Difficulty is often experienced through air-bubbles in the raising preparation. In drying, of course, these show as tiny holes. In this case prevention is better than cure. These bubbles are generally introduced into the preparation by means of the brush. The brush being full of air is used to stir the preparation, and the air leaves the brush in the form of bubbles, which mix with the raising preparation. The best way to use the raising preparation is to take a small quantity out of the bottle and place it in a small saucer. It should then be carefully worked up with the finger-tip with a little water until it is about the consistency of cream. It is much better to use the finger-tip to mix it up with rather than a brush. Using a brush for this purpose is a fruitful source of air-bubbles, besides spoiling the brush. Before using the brush to lay on the preparation with it should be shaken vigorously in water and squeezed out, thus displacing the air and preventing the formation of bubbles. All the parts that it is desired to gild should be given a fairly substantial coating. It should be almost dropped from the brush. It is not desirable to raise it too high, or the effect will be somewhat tawdry. The student should use the work of the mediæval artist as his guide in this direction. When this is all filled in, the work is placed in a room free from dust for the raising to dry firm and hard. The surface is then scraped carefully with a knife until it is quite smooth, all little irregularities being removed.
It is then given a coat of water gold-size, and when this appears dry on the surface it is breathed upon until it becomes tacky. The leaf is then cut to size and laid on at once, pressed down with cotton-wool and left to dry. The superfluous gold is then brushed away with a camel-hair mop. On the following day it may be burnished. If the burnisher does not work freely on the surface, its action may be facilitated by rubbing the surface of the gold with a soft cloth that has been slightly smeared with beeswax.
When using the water gold-size it is most important that this should be kept free from dust, and especially small hairs and pieces of fluff that often float about in the air. It is impossible to gild successfully if the size is full of these. After painting on the size it should not be allowed to get thoroughly dry before laying the leaf--it should only _appear_ dry on the surface. If it is allowed to get properly dry it will be next to impossible to make it tacky by breathing upon it.
It is just possible that after the gilding has been done it will be noticed that the gold-leaf has adhered to the surface of the vellum in parts where it was not intended. Brushing the surface with the camel-hair mop is not sufficient to remove this. It, however, can generally be cleaned by means of kneaded rubber. There is no need to use any friction; if it is pressed on the parts and lifted again it will pick up the leaf from the vellum. Care should be taken, however, to avoid touching the surface of the raised gold, as it is very liable to spoil the appearance of it.

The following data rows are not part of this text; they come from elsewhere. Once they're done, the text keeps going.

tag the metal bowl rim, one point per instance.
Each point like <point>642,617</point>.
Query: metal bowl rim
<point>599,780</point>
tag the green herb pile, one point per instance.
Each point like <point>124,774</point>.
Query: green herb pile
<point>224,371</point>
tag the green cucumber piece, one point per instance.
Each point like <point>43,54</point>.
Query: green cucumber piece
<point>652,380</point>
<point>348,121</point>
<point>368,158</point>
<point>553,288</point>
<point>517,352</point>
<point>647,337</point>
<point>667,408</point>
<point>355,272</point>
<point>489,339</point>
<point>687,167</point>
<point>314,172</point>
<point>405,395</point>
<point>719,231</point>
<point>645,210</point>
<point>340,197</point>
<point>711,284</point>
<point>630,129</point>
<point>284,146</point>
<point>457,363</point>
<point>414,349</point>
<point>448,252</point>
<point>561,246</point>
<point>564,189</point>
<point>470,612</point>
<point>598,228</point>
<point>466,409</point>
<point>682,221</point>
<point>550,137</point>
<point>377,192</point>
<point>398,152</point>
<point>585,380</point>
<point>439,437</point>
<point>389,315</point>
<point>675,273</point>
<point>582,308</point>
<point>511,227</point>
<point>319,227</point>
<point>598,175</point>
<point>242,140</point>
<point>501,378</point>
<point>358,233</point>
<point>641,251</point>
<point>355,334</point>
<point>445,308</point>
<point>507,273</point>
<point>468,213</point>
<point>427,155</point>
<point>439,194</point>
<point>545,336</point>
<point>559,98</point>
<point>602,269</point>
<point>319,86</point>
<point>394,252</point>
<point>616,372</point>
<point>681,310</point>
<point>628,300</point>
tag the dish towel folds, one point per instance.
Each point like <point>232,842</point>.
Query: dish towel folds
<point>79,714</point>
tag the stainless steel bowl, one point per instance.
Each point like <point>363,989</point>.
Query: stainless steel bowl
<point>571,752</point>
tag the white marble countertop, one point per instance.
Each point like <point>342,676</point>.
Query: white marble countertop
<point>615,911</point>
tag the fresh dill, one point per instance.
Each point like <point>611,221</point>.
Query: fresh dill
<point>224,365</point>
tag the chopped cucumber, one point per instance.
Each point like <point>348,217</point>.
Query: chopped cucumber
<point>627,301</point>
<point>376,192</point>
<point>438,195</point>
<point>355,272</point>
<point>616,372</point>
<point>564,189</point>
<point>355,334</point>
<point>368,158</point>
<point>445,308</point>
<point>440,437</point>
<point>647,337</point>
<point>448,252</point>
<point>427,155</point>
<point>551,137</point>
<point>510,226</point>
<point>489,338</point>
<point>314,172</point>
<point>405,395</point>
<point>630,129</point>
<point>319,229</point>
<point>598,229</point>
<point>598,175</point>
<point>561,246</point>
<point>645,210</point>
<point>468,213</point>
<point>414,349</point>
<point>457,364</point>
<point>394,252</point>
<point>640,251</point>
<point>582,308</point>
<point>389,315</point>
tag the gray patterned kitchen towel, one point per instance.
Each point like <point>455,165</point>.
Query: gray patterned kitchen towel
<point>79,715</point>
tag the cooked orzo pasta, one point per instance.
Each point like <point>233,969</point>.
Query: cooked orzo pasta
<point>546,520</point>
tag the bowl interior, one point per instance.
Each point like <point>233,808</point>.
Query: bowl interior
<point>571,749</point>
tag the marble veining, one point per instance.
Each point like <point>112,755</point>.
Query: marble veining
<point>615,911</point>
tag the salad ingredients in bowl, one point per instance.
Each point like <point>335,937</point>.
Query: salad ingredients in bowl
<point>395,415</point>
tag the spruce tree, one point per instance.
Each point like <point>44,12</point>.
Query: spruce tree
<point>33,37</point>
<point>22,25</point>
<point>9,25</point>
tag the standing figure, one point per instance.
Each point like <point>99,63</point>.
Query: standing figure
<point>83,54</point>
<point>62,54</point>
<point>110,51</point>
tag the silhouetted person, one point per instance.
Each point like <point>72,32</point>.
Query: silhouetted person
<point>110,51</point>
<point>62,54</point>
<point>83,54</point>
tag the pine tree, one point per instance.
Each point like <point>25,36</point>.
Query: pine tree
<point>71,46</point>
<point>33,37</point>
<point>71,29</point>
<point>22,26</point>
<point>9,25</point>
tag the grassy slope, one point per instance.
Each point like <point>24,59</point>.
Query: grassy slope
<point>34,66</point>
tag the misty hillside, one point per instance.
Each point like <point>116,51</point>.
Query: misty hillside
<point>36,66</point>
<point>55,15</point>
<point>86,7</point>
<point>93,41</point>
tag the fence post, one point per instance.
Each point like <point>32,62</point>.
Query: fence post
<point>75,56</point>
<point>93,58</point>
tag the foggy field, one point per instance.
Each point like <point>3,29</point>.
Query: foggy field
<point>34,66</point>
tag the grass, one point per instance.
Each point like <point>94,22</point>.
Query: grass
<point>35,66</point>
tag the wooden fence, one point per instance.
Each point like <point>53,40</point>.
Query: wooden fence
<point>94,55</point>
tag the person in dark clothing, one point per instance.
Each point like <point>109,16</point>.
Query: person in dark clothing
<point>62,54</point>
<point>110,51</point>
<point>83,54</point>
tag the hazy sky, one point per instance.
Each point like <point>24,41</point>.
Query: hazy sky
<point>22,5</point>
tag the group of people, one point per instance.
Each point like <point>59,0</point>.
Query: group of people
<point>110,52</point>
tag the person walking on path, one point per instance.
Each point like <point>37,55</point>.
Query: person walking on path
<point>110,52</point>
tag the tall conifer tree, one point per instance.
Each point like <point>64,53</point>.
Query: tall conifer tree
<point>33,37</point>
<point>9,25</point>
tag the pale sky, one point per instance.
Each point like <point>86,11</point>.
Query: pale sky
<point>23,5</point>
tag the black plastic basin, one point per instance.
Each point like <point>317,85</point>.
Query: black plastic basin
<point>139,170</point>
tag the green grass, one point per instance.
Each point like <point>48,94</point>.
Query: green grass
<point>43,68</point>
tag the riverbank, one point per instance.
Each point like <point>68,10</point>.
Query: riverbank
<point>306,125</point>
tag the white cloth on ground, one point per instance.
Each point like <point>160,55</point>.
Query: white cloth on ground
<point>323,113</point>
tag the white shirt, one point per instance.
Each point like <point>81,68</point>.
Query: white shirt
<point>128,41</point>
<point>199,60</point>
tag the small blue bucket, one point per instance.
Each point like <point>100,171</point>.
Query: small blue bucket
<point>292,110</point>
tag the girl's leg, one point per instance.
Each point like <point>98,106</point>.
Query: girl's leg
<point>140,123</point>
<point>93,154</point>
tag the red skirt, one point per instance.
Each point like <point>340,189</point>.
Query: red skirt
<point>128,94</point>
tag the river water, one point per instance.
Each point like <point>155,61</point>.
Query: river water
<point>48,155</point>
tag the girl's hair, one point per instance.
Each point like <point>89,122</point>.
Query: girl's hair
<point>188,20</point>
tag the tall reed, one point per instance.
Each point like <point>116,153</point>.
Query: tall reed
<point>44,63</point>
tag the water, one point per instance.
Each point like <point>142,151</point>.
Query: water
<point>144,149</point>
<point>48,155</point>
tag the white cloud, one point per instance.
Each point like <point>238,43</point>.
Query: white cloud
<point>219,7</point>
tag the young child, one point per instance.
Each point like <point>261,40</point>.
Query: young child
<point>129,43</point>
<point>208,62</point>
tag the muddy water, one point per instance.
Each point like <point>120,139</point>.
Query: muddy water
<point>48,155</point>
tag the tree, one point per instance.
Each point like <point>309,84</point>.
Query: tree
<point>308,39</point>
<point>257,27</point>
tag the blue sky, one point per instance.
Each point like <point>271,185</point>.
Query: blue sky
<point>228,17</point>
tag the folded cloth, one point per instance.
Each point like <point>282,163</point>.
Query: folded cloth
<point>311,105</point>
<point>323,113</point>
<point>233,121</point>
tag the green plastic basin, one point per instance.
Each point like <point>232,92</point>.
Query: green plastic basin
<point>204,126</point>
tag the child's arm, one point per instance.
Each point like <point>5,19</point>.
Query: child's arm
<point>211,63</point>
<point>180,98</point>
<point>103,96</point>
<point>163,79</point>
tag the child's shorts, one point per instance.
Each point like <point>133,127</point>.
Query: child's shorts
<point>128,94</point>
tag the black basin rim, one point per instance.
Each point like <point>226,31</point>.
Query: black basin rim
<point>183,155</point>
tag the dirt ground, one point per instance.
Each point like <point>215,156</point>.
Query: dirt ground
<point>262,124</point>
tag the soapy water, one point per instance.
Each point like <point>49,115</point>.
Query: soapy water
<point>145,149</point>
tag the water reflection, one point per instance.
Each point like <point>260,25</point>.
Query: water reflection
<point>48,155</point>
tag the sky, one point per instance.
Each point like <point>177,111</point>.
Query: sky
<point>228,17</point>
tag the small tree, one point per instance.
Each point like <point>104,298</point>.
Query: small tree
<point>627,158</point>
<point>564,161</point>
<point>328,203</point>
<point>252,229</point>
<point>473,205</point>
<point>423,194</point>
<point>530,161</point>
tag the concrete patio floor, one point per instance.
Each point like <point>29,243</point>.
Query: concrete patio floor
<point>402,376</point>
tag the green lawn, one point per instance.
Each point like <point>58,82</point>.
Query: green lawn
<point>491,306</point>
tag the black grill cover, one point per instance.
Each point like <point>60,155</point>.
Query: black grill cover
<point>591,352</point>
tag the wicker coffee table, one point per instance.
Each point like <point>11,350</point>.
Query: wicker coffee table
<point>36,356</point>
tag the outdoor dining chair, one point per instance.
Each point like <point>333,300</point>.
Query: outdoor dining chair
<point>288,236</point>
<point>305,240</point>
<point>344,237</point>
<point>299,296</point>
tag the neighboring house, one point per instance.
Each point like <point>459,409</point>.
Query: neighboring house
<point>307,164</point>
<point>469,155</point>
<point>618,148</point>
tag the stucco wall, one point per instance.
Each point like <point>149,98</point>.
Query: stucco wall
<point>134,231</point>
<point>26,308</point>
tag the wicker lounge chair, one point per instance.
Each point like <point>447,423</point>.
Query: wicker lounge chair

After the gilding is completed, the colouring should be proceeded with. The large masses of colour are laid in first, then the white lining on the colour, and finally the outline. If the surface of the vellum is at all inclined to be greasy it may be advisable to use a little oxgall with the colour.
The various other suggestions shown in Fig. 31 practically explain themselves; (_b_) and (_c_) are different methods of spacing the decoration. Two more initials are shown, also the construction of the decoration and other suggestive details.